I’ve said that my brother is an early morning person.  Excitement may have prevented a lot of sleep after finishing work Friday night, but at least he finished at 5 PM.  I had an afternoon shift, and wasn’t home till after eleven.  I don’t know what time he was up, but he told me he left home at five.  From his place, straight to the border was almost four hours.  The run to pick me up was two hours, and we were still almost four hours from Windsor.  I climbed in his van at 7 AM, and the race was on.
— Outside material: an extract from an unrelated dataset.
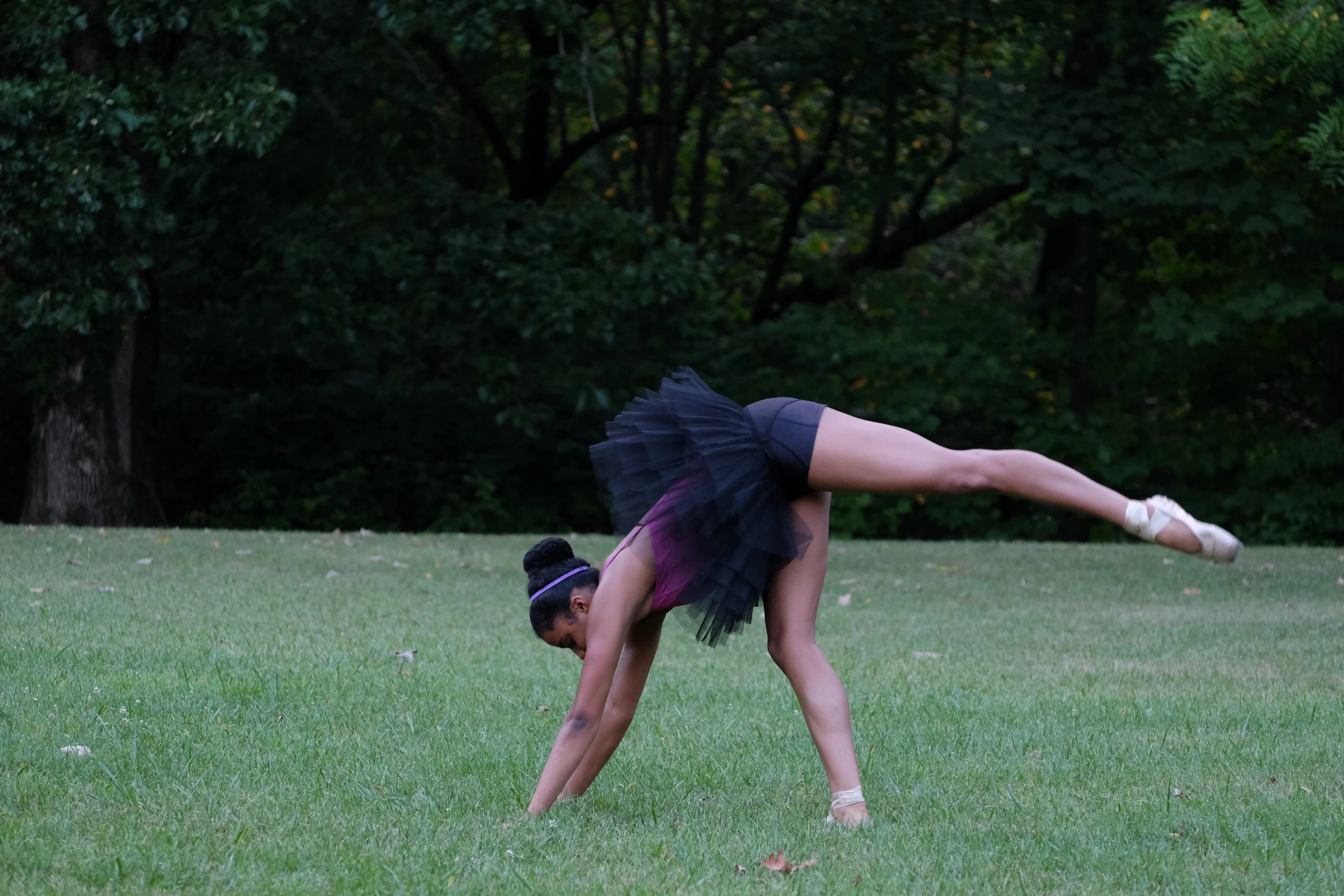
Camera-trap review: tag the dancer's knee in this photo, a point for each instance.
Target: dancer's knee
(789, 651)
(975, 471)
The connection from the bridge at Detroit to I-75 is two miles and seven stop lights.  The back-up at customs was relatively light.  Once we were on I-75, it’s a straight run to within fifteen miles of his camp in Florida.  I saw Michigan, Ohio and the beginning of Kentucky before it got dark.  After that, I knew we were in the mountains, because I could look out the window and doowwnn, and see lights, but entirely missed the vistas.

The sun came up again when we were just north of Atlanta, Georgia.  Just in time to catch the morning rush.  Down the hill into town, over a little flat spot, and down again, and traffic came to a complete stop for no apparent reason.  All except the guy in the next lane.  Screeeech, bang!  I didn’t witness anything, keep moving!  Nothing against Georgia but, unlike the beautiful mountain scenery I’d missed up north, in the dark, Georgia is flat, and orange.  People say the soil is red.  It’s prison jumpsuit orange.  I’ve seen roadside billboards, but this was the first trip I’d seen them on top of fifty, or hundred-foot steel poles.  Hotels?  Okay!  Restaurants?  Okay!  Boiled peanuts at every exit?  It was several years before I got a chance to try them.
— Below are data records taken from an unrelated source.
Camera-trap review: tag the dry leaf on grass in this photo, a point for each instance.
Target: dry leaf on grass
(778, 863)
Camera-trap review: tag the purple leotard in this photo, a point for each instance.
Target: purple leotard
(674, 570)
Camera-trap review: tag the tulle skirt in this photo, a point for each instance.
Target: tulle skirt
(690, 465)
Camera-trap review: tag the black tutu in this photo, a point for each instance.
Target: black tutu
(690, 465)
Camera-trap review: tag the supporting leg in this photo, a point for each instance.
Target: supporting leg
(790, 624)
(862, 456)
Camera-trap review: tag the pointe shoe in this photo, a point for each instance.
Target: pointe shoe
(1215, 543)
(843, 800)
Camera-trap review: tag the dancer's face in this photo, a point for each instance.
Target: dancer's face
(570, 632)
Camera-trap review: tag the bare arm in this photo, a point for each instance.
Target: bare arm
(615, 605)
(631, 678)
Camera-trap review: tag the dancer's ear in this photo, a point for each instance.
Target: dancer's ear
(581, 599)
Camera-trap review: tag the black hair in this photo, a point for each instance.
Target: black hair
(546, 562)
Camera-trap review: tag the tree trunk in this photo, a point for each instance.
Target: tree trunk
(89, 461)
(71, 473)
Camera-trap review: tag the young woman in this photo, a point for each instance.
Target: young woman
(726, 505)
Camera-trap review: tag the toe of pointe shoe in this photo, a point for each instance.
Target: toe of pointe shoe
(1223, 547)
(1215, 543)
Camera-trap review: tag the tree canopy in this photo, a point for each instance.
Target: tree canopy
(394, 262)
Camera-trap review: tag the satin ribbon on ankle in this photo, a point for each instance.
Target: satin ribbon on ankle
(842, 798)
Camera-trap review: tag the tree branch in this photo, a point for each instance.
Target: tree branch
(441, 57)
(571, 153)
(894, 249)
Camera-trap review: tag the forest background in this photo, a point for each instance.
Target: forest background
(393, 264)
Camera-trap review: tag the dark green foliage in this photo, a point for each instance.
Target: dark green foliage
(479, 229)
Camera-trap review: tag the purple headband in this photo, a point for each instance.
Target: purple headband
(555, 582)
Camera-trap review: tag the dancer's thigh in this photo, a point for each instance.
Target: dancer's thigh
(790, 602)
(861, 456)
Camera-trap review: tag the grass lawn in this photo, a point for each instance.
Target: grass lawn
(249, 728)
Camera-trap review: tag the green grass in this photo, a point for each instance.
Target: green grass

We drove on into Florida, slid off I-75 onto the Florida Turnpike, slid off again onto a smaller highway, and climbed out of the van in front of the trailer at about nine AM.  We napped (?) until mid-afternoon and went looking for supper.  This, the first year I went down, we went to Daytona Beach and I swam, for the first time in the Atlantic.  My brother does not swim, and begrudged me the time.  Then we went back to Daytona, where he wasted an hour at the museum, while I explored the stands at the Freeway.

This was a strange, rushed way to travel, but it did leave time for me to see and experience some pleasant and interesting things.  Some day, when you’ve all had lots of sleep, I’ll tell you all about them.